En todo caso, esa inseguridad no solo afecta a los países endeudados. La UE, en su conjunto, no tiene seguridad financiera porque sigue teniendo un mercado bancario y de capitales fragmentado, con una elevada correlación entre riesgo bancario y soberano, y porque tiene una moneda única pero no tiene instrumentos fiscales supranacionales con funciones estabilizadoras o para financiar bienes públicos europeos.
Un euro frágil e inestable por la negativa de los Estados miembros de la eurozona a asumir una mayor integración fiscal, financiera y bancaria es una fuente de inseguridad que la UE no se puede permitir en un mundo multipolar.

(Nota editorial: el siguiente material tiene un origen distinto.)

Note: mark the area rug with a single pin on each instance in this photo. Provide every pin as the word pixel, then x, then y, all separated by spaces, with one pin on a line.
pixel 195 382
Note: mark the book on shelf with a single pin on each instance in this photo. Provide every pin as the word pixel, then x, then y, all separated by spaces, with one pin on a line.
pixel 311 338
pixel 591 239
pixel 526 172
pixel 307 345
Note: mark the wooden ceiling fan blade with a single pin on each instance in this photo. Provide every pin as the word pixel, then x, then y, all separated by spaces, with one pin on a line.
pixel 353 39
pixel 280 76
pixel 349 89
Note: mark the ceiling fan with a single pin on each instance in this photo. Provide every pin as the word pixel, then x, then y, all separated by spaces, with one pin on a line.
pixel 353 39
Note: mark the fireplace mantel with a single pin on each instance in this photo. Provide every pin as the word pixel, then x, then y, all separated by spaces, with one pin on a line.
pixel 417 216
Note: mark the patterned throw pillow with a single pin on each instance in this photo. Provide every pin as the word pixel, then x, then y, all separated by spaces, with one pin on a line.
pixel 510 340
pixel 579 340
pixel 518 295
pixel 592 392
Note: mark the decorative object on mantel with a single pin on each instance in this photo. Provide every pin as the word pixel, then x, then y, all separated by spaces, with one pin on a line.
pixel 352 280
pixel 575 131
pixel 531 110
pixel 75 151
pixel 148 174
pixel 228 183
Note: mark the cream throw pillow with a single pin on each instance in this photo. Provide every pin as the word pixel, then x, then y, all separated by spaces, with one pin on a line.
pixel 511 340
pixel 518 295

En este momento la UE se está limitando a discutir la reforma de las reglas fiscales que permitirán volver a aplicar el Pacto de Estabilidad de Crecimiento (en suspenso desde la pandemia). Ya hemos escrito muchas veces sobre la importancia de acometer una senda de ajuste fiscal, pero eso es insuficiente. En caso de que haya una crisis de deuda (algo hoy en día lejos de tener probabilidad nula), no solo los países más endeudados se enfrentarán a problemas de sostenibilidad, sino que la propia UE perderá margen de actuación y se volverá más vulnerable. Un euro frágil e inestable por la negativa de los Estados miembros de la eurozona a asumir una mayor integración fiscal, financiera y bancaria es una fuente de inseguridad que la UE no se puede permitir en un mundo multipolar.

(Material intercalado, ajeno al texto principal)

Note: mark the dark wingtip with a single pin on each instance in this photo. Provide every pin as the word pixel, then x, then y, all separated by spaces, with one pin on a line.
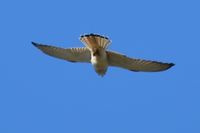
pixel 92 34
pixel 34 43
pixel 171 64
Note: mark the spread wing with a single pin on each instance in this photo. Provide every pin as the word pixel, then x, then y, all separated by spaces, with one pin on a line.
pixel 118 60
pixel 70 54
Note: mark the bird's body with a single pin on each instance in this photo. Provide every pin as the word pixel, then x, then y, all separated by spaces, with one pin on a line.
pixel 100 61
pixel 97 54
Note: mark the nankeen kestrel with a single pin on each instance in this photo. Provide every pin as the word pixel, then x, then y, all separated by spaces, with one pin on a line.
pixel 95 52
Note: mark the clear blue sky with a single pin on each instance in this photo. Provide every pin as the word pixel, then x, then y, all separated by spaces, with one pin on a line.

Así pues, si la UE quiere tener una verdadera seguridad económica, más le valdría retomar, junto con la reforma de las reglas fiscales, una estrategia simultánea de integración fiscal que le permita garantizar la estabilidad de su sistema monetario, bancario, de capitales y de deuda. Sin seguridad financiera europea, cualquier estrategia de seguridad económica europea no dejará de ser un concepto hueco.